Trabzonspor’un ‘eksiği’ nerede?..
Bordo-mavili ekip, Büyükşehir Belediye Erzurumspor deplasmanında 2 puan bırakınca, adeta ‘Şampiyonluk yarışında ben yokum’ dedi. Abdullah Avcı’nın başarılı yönetimiyle umut yeşerten bordo-mavili ekip, Aytemiz Alanya ve Fenerbahçe yenilgileriyle sarsıldı, bardağı taşıran (şampiyonluğu unutturan) son damla ise Erzurumspor karşılaşması oldu. Büyükşehir Belediye Erzurumspor, ligde kalma yolunda varını yoğunu ortaya koyan güçlü bir ekip. Futbol beceriksizliği ise, sergilediği oyunun karşılığını alamaması. İşte böyle bir rakip karşısında yapmanız gereken sahadan galip ayrılmak. Karadeniz ekibi bunu başaramadığı için ligin zirvesinden uzaklaştı. Ligin ilk üç sırasında yer alan takımların yenilgi hanesine baktığınızda, ne demek istediğimiz sanırım anlaşılacaktır. Bordo-mavili ekibin bu dezavantajı avantaja çevirememesinin nedeni, oynadığı 29 maçtan 7 beraberlikle ayrılması. Kaybedilen 14 puanın ne manaya geldiğini, lider Beşiktaş’la arasındaki 11 puan farktan anlaşılacaktır…
GOLCÜLERİNİ ARAR OLDU…
Trabzonspor’un ligde arzuladığı performansa ulaşamamasının en önemli nedenlerinden biri de, gol yollarındaki sıkıntı. Bordo-mavili ekip, geride bıraktığı 29 maçta 35 golle, son 4 sezonun en az gol attığı dönemi yaşıyor. Bu durum araştırmalara da o kadar net yansıyor ki. Bordo-mavililer geçtiğimiz sezon bugün (29 hafta sonunda), tam 65 gol kaydetmiş. Karadeniz ekibinin bu sezon en golcü ismi devre arasında transfer edilen Anastasıos Bakasetas. Aytemiz Alanyaspor’dan takıma kazandırılan oyuncunun toplam (her iki takımda kaydettiği) gol sayısı 12. Bu gollerin yarısını, Alanyaspor’da kaydetmiş. Bunun ne demek olduğu, Norveçli oyuncu Alexander Sörloth’un geçen sezon (2019-2020) bordo-mavili forma altında 24 golle gol kralı olmasından daha iyi anlaşılacaktır. Bu tablo, Trabzonspor’un neden zirveden koptuğunun apaçık yansıması. Bunlara değinirken, Fransa Liginde forma giyen Yusuf Yazıcı ve bordo-mavili formayı giyerken 2011-2012 sezonunda 33 golle gol kralı olan Burak Yılmaz’ı hatırladık. Tabii bizim hatırlamamamız bir yere kadar, asıl hatırlaması gereken Trabzonspor yönetimi ve teknik direktör Abdullah Avcı. Futbol dendiği vakit, ilk akla gelen Karadeniz’in yetenekli isimlerini Trabzonspor ve Türk futboluna kazandırması önemli. O bugün olmayacaksa ne vakit olacak. Yunan futbolcunun golcülüğüyle kendinizi avutursunuz, bir gün gelir Norveçli oyuncunuz Sörloth gibi sizi yarı yolda bırakır giderse, sakın şaşırmayın!.!

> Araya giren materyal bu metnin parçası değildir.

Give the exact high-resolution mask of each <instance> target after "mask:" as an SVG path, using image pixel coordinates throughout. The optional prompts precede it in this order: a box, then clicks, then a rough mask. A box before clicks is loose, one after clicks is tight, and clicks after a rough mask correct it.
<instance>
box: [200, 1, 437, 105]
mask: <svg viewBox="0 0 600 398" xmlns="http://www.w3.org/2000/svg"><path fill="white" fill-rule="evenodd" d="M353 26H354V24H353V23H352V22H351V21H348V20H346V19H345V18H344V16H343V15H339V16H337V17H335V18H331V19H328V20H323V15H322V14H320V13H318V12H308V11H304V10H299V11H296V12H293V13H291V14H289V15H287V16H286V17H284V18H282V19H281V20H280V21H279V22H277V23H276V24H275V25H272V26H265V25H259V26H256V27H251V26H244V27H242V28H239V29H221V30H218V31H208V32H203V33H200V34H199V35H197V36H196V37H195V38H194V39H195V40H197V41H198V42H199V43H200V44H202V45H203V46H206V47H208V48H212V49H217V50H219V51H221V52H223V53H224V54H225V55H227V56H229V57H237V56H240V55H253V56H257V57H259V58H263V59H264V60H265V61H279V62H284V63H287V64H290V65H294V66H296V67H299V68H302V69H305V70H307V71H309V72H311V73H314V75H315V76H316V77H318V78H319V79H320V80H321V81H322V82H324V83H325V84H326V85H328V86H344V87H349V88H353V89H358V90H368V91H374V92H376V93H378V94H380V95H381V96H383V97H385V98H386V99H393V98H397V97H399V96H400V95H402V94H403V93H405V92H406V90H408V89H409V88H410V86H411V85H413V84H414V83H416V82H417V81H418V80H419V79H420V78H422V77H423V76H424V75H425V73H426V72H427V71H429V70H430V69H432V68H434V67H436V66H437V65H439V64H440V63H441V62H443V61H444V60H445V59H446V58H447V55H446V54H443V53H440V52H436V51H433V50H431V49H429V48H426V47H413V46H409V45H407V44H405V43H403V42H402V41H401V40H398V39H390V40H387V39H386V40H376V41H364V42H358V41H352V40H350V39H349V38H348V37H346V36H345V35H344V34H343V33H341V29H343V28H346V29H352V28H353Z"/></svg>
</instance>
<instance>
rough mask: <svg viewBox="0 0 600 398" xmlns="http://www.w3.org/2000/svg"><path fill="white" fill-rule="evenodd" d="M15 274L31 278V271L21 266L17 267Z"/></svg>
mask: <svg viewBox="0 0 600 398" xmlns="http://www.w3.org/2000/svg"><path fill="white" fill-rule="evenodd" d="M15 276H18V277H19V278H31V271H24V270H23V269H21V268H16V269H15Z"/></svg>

RİZESPOR’DAN AYRILAN SUMUDİCA
Vaktinde söz daha etkili olur, der atalarımız. 27 Ocak 2021 tarihinde, Gaziantep Futbol Kulübünden olaylı bir şekilde ayrılan Rumen teknik direktör için ‘Kovulan Sumudica, Çaykur Rize’de’ başlıklı yazımızda, şöyle demişiz; “Her defasında sporda değerler eğitimi, sporda centilmenlik diyoruz, fakat ekmeğini yediği kulübe bir nevi ‘ihanet’ eden (Ben artık bir Türk kadar güçlü değilim sözlerinden anlıyoruz) bir teknik direktör olan Marius Sumudica’ya Çaykur Rizespor nasıl anlaşma sağlayabilir, anlamış değiliz…”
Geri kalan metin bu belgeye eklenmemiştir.